Tintype from ca 1800s
What is a Tintype?
A tintype is a positive photograph that is taken on a thin plate made of tin. Tintypes are commonly referred to as a melainotype or ferrotype and are created by coating a thin sheet of metal with a dark lacquer and then applying a collodion-nitrocellulose solution immediately before exposure.
The tintype was an alternative to the commonly known ambrotype photograph at the time and was also very similar to daguerreotypes. Tintypes were popular amongst Civil War soldiers at first and then eventually spread to a wider audience including immigrants and working class people in the late 1800’s.
https://filtergrade.com/what-is-a-tintype/
https://en.wikipedia.org/wiki/Tintype
Wet plate negatives
The wet collodion process was a photographic process used to produce a negative. It was invented by F. Scott Archer (1813–1857) in 1848 and published in 1851.
Wet-collodion-on-glass negatives were valued because the transparency of the glass produced a high resolution of detail in both the highlights and shadows of the resultant prints (see image below). In addition, exposure times were shorter than those for the daguerreotype or calotype, ranging from a few seconds to a few minutes, depending on the amount of light available. Finished negatives were usually used to produce albumen prints, although salt prints were sometimes made during the 1850s and early 1860s.

The first photograph of Earth taken from space
On 24 October 1946, rocket scientists captured the first images of Earth taken from space.
This is the first photograph of Earth ever taken from space. It was captured on 24 October 1946 from a rocket 105 km above the ground that had been launched from the White Sands Missile Range in New Mexico, USA.

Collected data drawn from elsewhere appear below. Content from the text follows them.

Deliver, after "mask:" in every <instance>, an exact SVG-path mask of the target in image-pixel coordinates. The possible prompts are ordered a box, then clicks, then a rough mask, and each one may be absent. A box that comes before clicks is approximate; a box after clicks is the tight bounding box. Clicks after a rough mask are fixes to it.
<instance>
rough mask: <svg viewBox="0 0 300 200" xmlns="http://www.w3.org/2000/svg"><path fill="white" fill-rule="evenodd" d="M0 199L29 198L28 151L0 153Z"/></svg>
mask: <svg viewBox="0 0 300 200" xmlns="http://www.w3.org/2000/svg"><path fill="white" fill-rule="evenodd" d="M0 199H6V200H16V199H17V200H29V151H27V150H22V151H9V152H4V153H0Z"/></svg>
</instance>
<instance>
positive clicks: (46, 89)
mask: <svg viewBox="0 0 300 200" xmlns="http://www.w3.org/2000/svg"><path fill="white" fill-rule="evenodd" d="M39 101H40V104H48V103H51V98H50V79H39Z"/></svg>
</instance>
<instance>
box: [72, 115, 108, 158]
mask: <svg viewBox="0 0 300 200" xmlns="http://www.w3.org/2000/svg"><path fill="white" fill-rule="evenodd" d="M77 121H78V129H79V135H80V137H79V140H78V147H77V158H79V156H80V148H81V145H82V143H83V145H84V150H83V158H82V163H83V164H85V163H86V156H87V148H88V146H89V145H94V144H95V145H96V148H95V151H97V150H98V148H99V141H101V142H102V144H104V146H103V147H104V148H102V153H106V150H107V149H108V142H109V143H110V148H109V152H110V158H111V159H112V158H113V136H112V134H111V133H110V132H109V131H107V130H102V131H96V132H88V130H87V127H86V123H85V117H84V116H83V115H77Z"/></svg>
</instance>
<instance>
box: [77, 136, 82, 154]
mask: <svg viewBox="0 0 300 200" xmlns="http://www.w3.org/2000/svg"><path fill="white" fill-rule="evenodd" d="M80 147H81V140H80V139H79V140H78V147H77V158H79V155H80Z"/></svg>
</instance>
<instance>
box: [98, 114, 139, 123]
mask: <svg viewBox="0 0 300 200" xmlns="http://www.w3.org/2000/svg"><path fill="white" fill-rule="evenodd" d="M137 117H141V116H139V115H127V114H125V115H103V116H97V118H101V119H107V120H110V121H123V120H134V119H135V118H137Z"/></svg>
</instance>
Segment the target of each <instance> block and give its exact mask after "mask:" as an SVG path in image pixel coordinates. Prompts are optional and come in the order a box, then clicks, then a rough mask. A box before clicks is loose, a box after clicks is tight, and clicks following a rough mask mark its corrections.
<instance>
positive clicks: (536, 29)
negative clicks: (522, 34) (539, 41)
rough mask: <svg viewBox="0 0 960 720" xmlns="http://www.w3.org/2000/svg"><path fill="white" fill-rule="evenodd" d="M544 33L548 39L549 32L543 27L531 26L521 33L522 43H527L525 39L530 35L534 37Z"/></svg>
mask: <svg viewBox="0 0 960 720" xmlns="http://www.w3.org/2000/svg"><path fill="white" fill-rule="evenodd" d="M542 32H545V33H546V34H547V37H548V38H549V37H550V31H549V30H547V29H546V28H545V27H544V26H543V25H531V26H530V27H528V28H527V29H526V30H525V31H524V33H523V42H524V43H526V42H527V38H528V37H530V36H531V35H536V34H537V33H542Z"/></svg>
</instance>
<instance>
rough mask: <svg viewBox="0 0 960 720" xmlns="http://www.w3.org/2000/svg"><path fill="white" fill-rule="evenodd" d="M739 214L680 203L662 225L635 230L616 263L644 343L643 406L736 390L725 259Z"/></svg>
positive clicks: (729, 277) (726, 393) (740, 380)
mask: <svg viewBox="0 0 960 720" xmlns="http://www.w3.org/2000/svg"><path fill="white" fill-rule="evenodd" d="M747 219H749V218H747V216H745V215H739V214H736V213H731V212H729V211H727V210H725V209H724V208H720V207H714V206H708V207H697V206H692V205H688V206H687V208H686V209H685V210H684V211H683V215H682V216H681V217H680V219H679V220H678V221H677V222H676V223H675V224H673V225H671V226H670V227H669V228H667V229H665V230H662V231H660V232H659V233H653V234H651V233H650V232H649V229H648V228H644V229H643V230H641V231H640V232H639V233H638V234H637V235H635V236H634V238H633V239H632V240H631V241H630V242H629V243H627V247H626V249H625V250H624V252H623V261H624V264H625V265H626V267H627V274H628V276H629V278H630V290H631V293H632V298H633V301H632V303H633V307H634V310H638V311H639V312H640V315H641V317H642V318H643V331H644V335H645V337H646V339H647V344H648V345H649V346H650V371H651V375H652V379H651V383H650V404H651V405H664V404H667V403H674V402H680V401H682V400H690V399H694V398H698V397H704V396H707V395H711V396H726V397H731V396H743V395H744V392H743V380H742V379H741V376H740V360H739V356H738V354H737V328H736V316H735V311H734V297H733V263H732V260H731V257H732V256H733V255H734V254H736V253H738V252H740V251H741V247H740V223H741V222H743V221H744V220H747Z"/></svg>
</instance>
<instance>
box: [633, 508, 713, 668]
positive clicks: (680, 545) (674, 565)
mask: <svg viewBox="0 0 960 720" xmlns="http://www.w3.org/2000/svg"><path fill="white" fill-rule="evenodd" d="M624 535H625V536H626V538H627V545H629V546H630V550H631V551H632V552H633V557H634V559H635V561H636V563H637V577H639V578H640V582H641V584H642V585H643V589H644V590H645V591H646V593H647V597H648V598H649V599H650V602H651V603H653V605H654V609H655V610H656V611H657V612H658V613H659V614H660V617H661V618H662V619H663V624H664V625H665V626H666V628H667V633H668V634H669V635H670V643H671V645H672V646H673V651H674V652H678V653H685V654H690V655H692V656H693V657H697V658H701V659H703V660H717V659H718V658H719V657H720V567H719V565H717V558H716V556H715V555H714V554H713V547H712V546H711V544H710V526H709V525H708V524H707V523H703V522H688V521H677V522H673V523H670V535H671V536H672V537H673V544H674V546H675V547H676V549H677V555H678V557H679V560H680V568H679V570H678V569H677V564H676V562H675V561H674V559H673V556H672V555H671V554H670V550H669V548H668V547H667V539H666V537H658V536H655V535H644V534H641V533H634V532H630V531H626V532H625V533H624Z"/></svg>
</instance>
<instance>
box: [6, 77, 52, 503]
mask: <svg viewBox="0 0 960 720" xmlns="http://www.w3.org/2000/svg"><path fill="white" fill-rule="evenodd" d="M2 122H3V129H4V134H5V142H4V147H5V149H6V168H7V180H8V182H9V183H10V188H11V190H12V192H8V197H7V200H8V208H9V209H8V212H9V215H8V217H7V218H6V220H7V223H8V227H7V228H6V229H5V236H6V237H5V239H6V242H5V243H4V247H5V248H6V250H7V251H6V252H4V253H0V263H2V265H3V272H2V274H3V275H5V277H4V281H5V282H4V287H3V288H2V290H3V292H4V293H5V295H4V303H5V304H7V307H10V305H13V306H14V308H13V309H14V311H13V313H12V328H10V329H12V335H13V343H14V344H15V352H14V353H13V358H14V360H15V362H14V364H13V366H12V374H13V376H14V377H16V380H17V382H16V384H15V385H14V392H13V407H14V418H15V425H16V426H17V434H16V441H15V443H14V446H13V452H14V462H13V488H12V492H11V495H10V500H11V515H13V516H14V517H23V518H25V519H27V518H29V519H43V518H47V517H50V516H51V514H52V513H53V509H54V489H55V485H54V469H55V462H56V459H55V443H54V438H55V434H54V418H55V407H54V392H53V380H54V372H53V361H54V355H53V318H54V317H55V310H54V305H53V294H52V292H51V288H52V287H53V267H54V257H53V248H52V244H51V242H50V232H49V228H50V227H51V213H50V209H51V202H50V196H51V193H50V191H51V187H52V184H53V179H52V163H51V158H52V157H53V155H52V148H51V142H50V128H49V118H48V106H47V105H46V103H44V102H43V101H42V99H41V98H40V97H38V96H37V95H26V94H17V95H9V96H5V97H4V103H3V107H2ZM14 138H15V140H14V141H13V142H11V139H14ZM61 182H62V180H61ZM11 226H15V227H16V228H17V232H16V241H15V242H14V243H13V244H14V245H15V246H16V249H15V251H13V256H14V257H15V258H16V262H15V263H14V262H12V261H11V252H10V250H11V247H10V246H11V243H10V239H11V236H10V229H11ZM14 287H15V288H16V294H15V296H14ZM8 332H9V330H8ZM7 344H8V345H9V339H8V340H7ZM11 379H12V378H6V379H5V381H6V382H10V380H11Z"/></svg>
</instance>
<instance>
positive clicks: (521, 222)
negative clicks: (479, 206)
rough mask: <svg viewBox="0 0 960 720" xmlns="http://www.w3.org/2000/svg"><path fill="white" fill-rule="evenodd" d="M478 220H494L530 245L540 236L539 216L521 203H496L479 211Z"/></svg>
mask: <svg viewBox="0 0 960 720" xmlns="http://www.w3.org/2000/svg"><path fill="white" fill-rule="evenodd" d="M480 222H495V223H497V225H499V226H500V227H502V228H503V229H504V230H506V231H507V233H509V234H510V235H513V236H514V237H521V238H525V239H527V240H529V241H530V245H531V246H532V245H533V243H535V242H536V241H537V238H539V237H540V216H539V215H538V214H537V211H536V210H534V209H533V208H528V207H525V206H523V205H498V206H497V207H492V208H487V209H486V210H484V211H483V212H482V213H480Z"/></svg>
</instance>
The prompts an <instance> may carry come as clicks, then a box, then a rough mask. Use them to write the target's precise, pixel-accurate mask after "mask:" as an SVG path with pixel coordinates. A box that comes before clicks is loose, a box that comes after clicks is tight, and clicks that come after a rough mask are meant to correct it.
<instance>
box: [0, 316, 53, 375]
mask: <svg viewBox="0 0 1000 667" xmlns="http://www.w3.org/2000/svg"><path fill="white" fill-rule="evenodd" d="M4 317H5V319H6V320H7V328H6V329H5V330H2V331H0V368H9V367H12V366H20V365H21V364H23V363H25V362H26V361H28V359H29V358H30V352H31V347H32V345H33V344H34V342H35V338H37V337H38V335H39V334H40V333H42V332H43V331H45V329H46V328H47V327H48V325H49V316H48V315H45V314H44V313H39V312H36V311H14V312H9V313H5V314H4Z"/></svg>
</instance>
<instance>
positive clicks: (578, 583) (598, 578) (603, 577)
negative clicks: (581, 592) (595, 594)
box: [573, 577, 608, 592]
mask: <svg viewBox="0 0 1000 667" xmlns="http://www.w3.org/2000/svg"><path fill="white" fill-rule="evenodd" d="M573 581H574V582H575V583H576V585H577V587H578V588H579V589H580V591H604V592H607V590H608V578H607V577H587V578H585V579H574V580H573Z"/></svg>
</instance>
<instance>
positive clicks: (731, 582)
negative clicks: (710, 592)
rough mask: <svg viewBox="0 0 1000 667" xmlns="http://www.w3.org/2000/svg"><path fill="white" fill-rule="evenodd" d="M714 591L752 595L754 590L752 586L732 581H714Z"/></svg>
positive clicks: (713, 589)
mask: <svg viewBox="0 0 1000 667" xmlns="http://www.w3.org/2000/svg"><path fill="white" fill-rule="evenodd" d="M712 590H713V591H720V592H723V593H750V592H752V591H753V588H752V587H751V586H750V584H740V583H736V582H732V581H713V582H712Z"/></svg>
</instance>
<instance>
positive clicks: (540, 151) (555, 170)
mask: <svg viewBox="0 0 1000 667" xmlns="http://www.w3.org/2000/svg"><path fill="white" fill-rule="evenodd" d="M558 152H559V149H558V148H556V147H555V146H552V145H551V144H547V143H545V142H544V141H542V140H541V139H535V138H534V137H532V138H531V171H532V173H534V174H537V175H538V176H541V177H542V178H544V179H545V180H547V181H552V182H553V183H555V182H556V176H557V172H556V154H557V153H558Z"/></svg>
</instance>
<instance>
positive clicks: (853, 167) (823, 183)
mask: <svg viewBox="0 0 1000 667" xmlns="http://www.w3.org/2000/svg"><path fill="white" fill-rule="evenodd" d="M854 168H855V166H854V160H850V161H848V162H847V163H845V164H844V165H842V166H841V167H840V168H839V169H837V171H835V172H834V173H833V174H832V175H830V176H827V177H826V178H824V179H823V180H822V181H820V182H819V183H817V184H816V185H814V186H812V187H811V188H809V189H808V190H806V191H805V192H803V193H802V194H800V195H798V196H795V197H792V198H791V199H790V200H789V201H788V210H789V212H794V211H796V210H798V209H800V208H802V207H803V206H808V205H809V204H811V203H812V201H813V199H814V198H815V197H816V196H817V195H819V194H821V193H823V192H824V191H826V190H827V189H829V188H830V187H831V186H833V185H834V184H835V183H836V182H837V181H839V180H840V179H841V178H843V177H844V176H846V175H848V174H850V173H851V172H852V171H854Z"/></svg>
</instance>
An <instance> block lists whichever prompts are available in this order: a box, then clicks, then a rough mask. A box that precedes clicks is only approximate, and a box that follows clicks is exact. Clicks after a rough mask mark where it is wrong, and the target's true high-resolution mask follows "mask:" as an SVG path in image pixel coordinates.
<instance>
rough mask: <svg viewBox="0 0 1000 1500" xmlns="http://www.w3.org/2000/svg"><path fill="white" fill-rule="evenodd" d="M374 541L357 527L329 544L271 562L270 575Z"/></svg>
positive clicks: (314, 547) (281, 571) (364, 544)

The rocket was a German V2, captured by the Americans at the end of World War II. Hundreds of scientists and engineers from the Nazi rocket program were vital to the postwar development of the American and Russian space programs.
A 35mm motion-picture camera set to snap one picture every second and a half.
The resulting images, developed from film dropped back to Earth in a tough steel canister, were like nothing that had been seen before. Until this point, the highest vantage point from which photos had been taken was some 22 km, aboard a high-altitude balloon.
The balloon pictures had shown the curvature of the Earth at the horizon, but the rocket photos opened new possibilities. Clyde Holliday, the engineer who developed the camera, saw the potential: in a 1950 National Geographic article, he predicted that one day “the entire land area of the globe might be mapped in this way”.